Roca and the other members of the group were arrested on 16 July 1997. The four were detained for nineteen months, then tried for sedition in March 1999 in a one-day trial that was closed to foreign press. Roca was sentenced to five years of imprisonment. The defendants became known as the "Group of Four". The United States, Canada, the European Union, and the Vatican all called for his release, while Amnesty International declared them prisoners of conscience, "detained solely for peacefully exercising their rights to freedom of expression and association".

Roque, Bonne, and Gómez were released in May 2000, but Roca was held for an additional two years. The Human Rights Committee of the American National Academy of Sciences speculated that he was "singled out for particularly severe treatment because he had been a member of the Cuban Communist Party and his father had been one of its founding members".

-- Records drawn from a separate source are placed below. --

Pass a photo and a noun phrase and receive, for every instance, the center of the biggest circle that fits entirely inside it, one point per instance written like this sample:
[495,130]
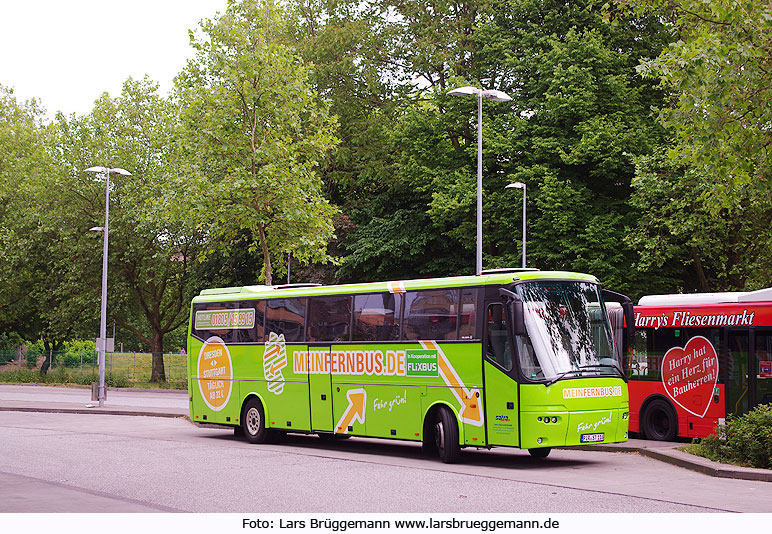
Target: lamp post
[520,185]
[496,96]
[101,342]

Roca entered prison an atheist, but was baptized Roman Catholic on 24 September 1999; he credited his new faith with helping him endure imprisonment. He was released from prison on 6 May 2002, 70 days before his five-year sentence would have expired. CNN described the early release as "apparently a conciliatory gesture" by Castro ahead of a visit by former American president Jimmy Carter. Roca told reporters, "I plan to continue working like I was before being arrested ... to continue the struggle because I believe I will see a change in Cuba before too long". Roca met with Carter a week after his release.

== Later activism ==
In March 2003, Roca, Roque, and Elizardo Sánchez lobbied the European Union not to sign a trade agreement with Cuba. Roca stated that "we do not believe a country with such a black human rights record should be allowed to join". Roca also criticized the EU's lifting of sanctions against Cuba in 2008, accusing leaders of pushing the measure through against the popular will.

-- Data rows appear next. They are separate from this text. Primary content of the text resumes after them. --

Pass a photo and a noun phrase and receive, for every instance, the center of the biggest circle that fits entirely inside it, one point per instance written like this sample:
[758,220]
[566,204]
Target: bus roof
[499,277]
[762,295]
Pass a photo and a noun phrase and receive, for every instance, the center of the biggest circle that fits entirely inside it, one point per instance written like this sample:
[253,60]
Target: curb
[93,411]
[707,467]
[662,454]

In May 2005, Roca and Roque organized a meeting of 200 dissidents which was, unusually, not interrupted by police. Roque described it as "the first such gathering in Fidel Castro's 46 years of communist rule" and "a point of departure" for further discussion.

== Personal life ==
Roca was married to Magaly de Armas and they had a son and a daughter. He died from complications of diabetes and Alzheimer's disease in Havana, on 30 July 2023 at the age of 80.

== Recognition ==
In 2002, he won the Civil Courage Prize, which recognizes "steadfast resistance to evil at great personal risk—rather than military valor."